Katherine MacBride - Week 5
Katherine MacBride
Katherine is an artist who is interested in how people, animals, plants and things live together. At the moment she is working a lot with listening — listening with your ears to what other people are saying with their voices, listening with your body to what other people are saying with their bodies…listening with all your senses to pay really careful attention to how everything is all connected together and how our actions affect each other all the time even when we aren’t aware of it. She’s trying to understand how to listen to things like the environment that might not have a voice and how to listen attentively so we can take good care of each other. Katherine often works to make things with other people.
She likes to do things with words and language, but she also likes to make objects out of cloth and clay, and sometimes she likes to take photographs and make films.
This week Katherine came to visit the school. We began with simple movement exercises: walking from point A to point B without bumping into one another, walking like robots, walking with very heavy feet, walking like your entire body was a magnet.
Then Katherine introduced herself and her work to the class and they introduced themselves and their work to her. We began with a game designed to help us think about instructions, giving one another instructions and following instructions. Everyone made up an instruction for a body, for example: touch your toes, lick your nose, do 20 pushups, pretend to do a "number 2", sleepwalk.
Each person took one of these instructions from the pile and acted it out. We performed these for one another.

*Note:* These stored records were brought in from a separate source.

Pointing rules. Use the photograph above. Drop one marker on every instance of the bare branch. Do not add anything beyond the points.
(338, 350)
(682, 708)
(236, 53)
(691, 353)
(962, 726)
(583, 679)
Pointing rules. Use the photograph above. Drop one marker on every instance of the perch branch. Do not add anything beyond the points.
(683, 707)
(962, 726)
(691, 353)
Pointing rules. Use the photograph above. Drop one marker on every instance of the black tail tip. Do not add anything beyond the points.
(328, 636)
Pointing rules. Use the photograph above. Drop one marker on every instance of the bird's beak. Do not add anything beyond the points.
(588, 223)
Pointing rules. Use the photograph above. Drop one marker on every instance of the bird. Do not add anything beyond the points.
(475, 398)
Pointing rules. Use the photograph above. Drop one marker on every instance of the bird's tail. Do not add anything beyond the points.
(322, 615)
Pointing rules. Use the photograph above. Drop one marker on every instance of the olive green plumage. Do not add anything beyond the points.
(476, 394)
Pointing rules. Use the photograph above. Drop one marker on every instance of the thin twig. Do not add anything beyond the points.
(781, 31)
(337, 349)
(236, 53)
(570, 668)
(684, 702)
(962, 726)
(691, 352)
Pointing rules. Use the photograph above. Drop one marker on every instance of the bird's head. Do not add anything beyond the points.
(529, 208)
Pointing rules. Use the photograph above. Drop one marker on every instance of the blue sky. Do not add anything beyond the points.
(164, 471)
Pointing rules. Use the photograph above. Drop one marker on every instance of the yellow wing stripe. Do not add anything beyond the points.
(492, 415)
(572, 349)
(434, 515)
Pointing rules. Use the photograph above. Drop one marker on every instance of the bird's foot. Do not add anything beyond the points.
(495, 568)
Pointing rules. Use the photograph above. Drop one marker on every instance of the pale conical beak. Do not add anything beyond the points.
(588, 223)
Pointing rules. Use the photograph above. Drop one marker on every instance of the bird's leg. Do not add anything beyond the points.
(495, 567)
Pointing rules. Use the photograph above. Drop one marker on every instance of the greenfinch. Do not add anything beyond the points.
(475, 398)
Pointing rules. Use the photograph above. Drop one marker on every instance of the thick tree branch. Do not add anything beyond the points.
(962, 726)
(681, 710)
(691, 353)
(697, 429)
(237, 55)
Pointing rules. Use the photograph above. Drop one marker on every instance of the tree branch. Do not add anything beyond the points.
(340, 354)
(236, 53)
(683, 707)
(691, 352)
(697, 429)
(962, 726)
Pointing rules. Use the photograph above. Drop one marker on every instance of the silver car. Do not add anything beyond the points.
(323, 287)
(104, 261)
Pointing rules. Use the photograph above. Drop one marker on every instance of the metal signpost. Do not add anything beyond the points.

We went through a number of other exercises that helped us think about our bodies in relation to one another and making sounds. We made loud sounds and soft sounds, we breathed loudly and quietly and tried to move together with our eyes closed. At the end of the workshop we made a score together that mapped our work that day. Everyone took turns adding to the document and we tried to make a drawing that described our day, to add as many details as we could collectively think of. We worked together so we wouldn't forget anything.